Putting on Shoes and Socks
This video shows a later stage of teaching a child to independently put on her socks and shoes. During earlier stages your child will likely need much more physical guidance through each step, in order to learn how to put on his or her socks and shoes independently.
Remember, it's important to make sure everything your child will need, such as two socks and a matching pair of shoes, is in its designated area.

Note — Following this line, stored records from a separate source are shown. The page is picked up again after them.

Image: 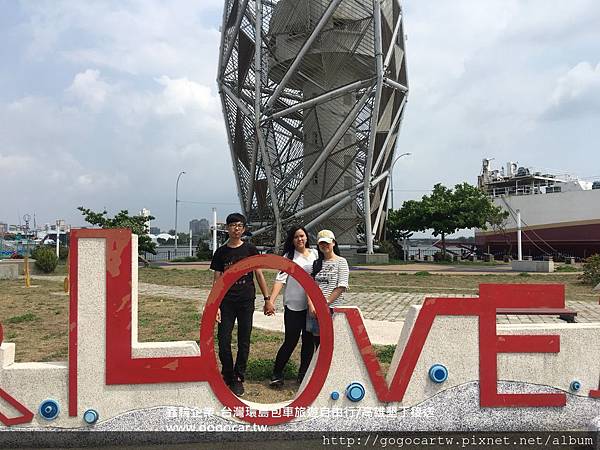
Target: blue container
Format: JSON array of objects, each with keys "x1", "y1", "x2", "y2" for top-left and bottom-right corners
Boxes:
[
  {"x1": 346, "y1": 382, "x2": 365, "y2": 402},
  {"x1": 83, "y1": 409, "x2": 100, "y2": 425},
  {"x1": 38, "y1": 398, "x2": 60, "y2": 420},
  {"x1": 429, "y1": 364, "x2": 448, "y2": 383}
]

It's important that these things are kept in the same area throughout the learning process, in order to help your child follow all the necessary steps successfully.
If you've previously identified a preferred reinforcer for your child, such as a preferred toy or treat, make sure it's readily available for you to immediately provide after a successful teaching trial.
During each teaching trial, the therapist will begin by telling the child what she wants her to do using one clear, brief statement, such as
"put on your socks and shoes."
Notice that throughout the task, the therapist remains close to the child, but not directly in front of the child, providing light physical guidance to the child's hands or forearm area as needed.
Although this child has begun to master some of the steps throughout the task, it's important to remain close enough to quickly prevent her from skipping a step or completing a step incorrectly.
Catching and correcting these errors quickly is important to ensure that all steps are completed correctly and in the same order, to reduce the chances of repeating the same errors in the future.
Remember, each child is different, and will become more independent at completing these steps at different rates. For many children, it's likely to take many trials over a period of days or weeks for them to begin mastering each step. "
If at any time your child is resisting the learning trials, you may need to step back and provide time to calm down before trying again, but it's important to limit any attention during this time.
If your child is consistently resisting learning trials, it may be best to discontinue until you have the chance to consult with a professional behavior therapist, such as a BCBA or BCaBA.